Taleban is rounding up Afghans on blacklist, says private intel report

A Taleban fighter walks past a beauty salon with images of women defaced using spray paint in Kabul. PHOTO: AFP

OSLO (REUTERS) - The Taleban has begun rounding up Afghans on a blacklist of people they believe have worked in key roles with the previous Afghan administration or with US-led forces that supported it, according to a report by a Norwegian intelligence group.

The report, compiled by the RHIPTO Norwegian Centre for Global Analyses and seen by Reuters, said the Taleban was hunting individuals linked to the previous administration, which fell on Sunday when the Islamist militant movement took Kabul.

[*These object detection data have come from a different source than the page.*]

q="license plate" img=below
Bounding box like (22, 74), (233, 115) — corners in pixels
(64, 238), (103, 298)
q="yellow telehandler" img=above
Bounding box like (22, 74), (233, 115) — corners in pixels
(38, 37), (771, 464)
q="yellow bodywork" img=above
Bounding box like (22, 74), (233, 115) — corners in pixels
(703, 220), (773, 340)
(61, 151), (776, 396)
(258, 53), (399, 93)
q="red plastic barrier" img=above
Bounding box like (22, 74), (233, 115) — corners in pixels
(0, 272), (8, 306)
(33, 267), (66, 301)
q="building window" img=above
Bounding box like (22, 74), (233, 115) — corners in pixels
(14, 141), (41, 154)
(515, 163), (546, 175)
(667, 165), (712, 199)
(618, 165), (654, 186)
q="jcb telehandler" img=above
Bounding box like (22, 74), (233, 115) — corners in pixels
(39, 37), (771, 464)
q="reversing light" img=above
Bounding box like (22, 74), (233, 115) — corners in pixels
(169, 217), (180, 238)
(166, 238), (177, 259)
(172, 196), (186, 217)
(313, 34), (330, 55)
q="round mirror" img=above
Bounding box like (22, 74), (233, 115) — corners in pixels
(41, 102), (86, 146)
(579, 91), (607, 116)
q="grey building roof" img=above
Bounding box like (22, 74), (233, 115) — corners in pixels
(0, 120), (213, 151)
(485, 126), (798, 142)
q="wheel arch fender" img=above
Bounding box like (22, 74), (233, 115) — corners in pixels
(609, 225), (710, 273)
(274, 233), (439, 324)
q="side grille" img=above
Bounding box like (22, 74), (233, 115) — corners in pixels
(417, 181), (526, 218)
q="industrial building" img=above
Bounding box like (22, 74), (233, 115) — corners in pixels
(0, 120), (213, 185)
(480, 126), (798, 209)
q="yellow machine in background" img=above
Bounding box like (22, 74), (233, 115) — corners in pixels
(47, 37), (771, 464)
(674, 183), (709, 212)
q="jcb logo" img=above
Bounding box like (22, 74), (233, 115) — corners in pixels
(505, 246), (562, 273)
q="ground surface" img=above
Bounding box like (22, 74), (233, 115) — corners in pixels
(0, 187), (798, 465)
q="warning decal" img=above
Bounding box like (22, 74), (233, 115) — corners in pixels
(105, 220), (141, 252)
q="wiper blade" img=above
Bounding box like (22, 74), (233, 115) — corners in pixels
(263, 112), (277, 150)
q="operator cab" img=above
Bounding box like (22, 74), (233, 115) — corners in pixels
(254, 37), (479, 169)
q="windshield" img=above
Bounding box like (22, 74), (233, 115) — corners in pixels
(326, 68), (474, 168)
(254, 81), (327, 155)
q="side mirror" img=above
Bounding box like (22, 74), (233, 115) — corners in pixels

"Taleban is intensifying the hunt-down of all individuals and collaborators with the former regime, and if unsuccessful, target and arrest the families and punish them according to their own interpretation of syariah law," said the report, dated Wednesday (Aug 18).

"Particularly at risk are individuals in central positions in military, police and investigative units."

The non-profit RHIPTO, which makes independent intelligence assessments, said the Afghanistan report was shared with agencies and individuals working within the United Nations.

"This is not a report produced by the United Nations, but rather by the Norwegian Centre for Global Analyses," said a UN official, when asked for comment.

A Taleban spokesman did not immediately respond to a request for comment on the report.

Since seizing Kabul, the Taleban has sought to present a more moderate face to the world, saying it wanted peace and would not take revenge against old enemies.

The four-page report reproduced a letter it said had been written to one alleged collaborator who was taken from his Kabul apartment this week and detained for questioning over his role as a counter-terrorism official in the previous government.

Reuters could not independently verify its authenticity.

The letter, dated Monday, from the Islamic Emirate of Afghanistan's Military Commission, noted that the detainee had travelled to Britain as part of his role "which indicates you have had excellent relations with the American and British".

"If you do not report to the commission, your family members will be arrested instead, and you are responsible for this. You and your family members will be treated based on syariah law," the letter said, according to a translation given in the report.

The detainee's name was redacted.

Separately, a senior member of the security forces of the ousted administration sent a message to journalists saying that the Taleban had obtained secret national security documents and Taleban was arresting former intelligence and security staff.